委員長は、副委員長の「(起こっている事態に居住者と管理組合の双方が)バランスを取る」というのを無用と言っているのかと思ったが、どうもそうではないらしい。「一般論になるが、各住戸の専有物に関して、管理組合が責任を負ってくれという要求が増える」という。「どういうケース?」と問うが、「一般論です」と提示はできない。「たいへんなことなんだ」と繰り返すから、「どういうこと?」と訊ねるが、ご本人もよくわからないようなのだ。まいったなあ。こういうのって。結局、どう文言をまとめて総会に提示するかは理事会にまかせる、として散会した。
つまり、何か大切なことをイメージしているのかもしれないが、言葉にならない。とどのつまりは、ご本人が言葉にできるまで待つしかないが、協議の時間には限りがある。ほかに反対者がいないのであれば、ここは、委員長と言えども、引き下がるしかあるまい。
もうひとつ、午后の「説明会」。建築コンサルティング会社が給水管更新のことについて、居住者の質問に答えている。市の水道管からの直結増圧で、現在の給水状況に変化がどう出るのかという質問。説明している業者は、現在の水の出と較べて、5階は変わらないとすると、1階は水の出が悪くなったように思うだろうと説明する。つまり直結方式にすると水圧は均等化するらしい。質問者は、「えっ、どうして? 下の階の方が水圧は強くなるんじゃないの?」と再質問。業者は、あくまでも5階の水の出を現在と同じにすると、1階はいまより悪く感じるかもしれないと繰り返す。イメージの起点が、すれ違っている。
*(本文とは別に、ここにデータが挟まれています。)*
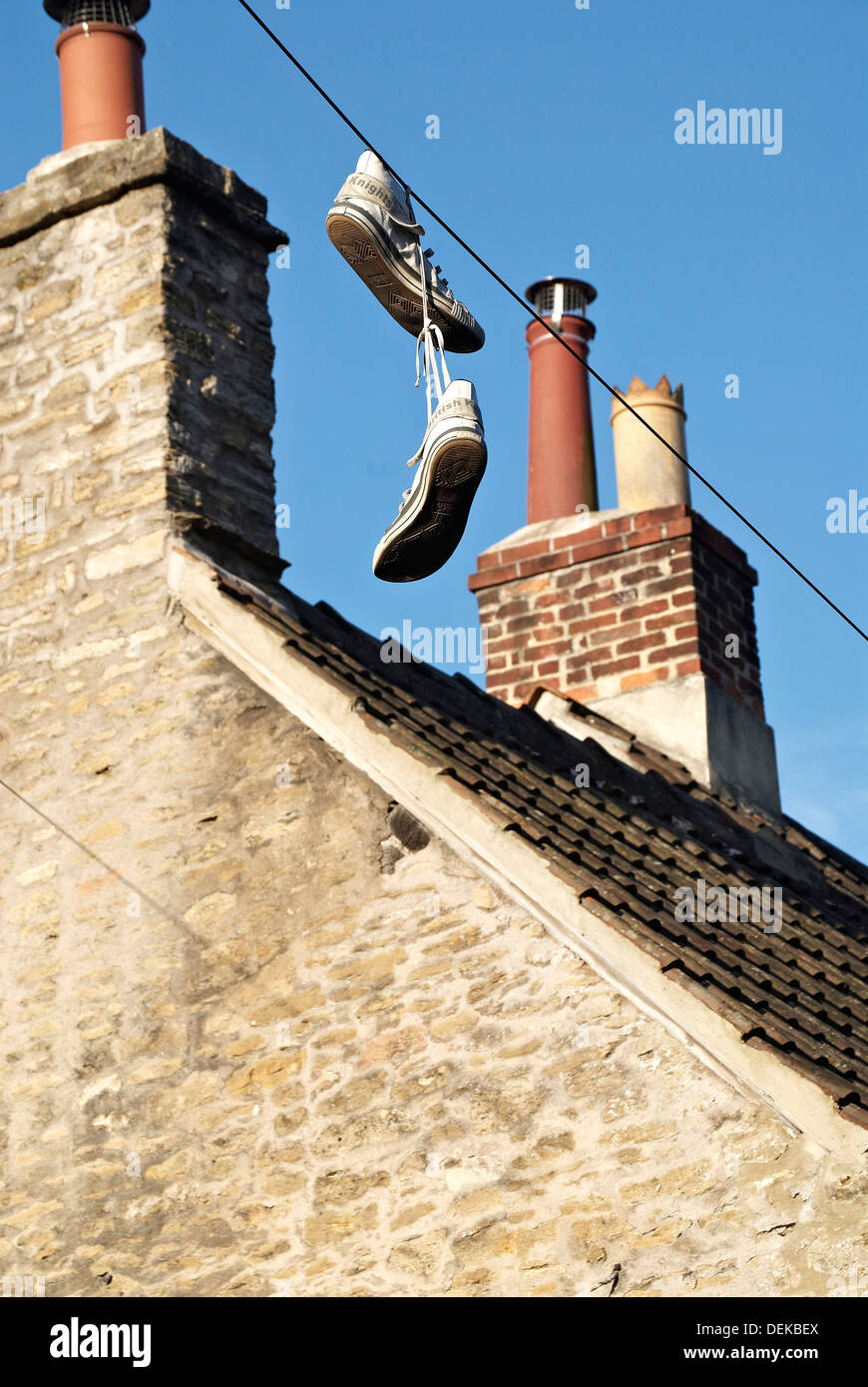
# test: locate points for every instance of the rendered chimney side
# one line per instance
(562, 466)
(100, 59)
(644, 612)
これもまた、それぞれの説明者と受け取る人とのイメージしていることが違うから、生じている「不具合」だ。こういうことって、日常的に案外、多いんだね。「社会の国語力が落ちた」と佐伯啓思がいうのは、話者ー聴者のイメージが多様になり、容易に想定できなくなっているのかもしれない。ことばに頼ることばかりが多くなって、表現もまた厳密になって、めんどくさくなっているのかなあ。そう思った。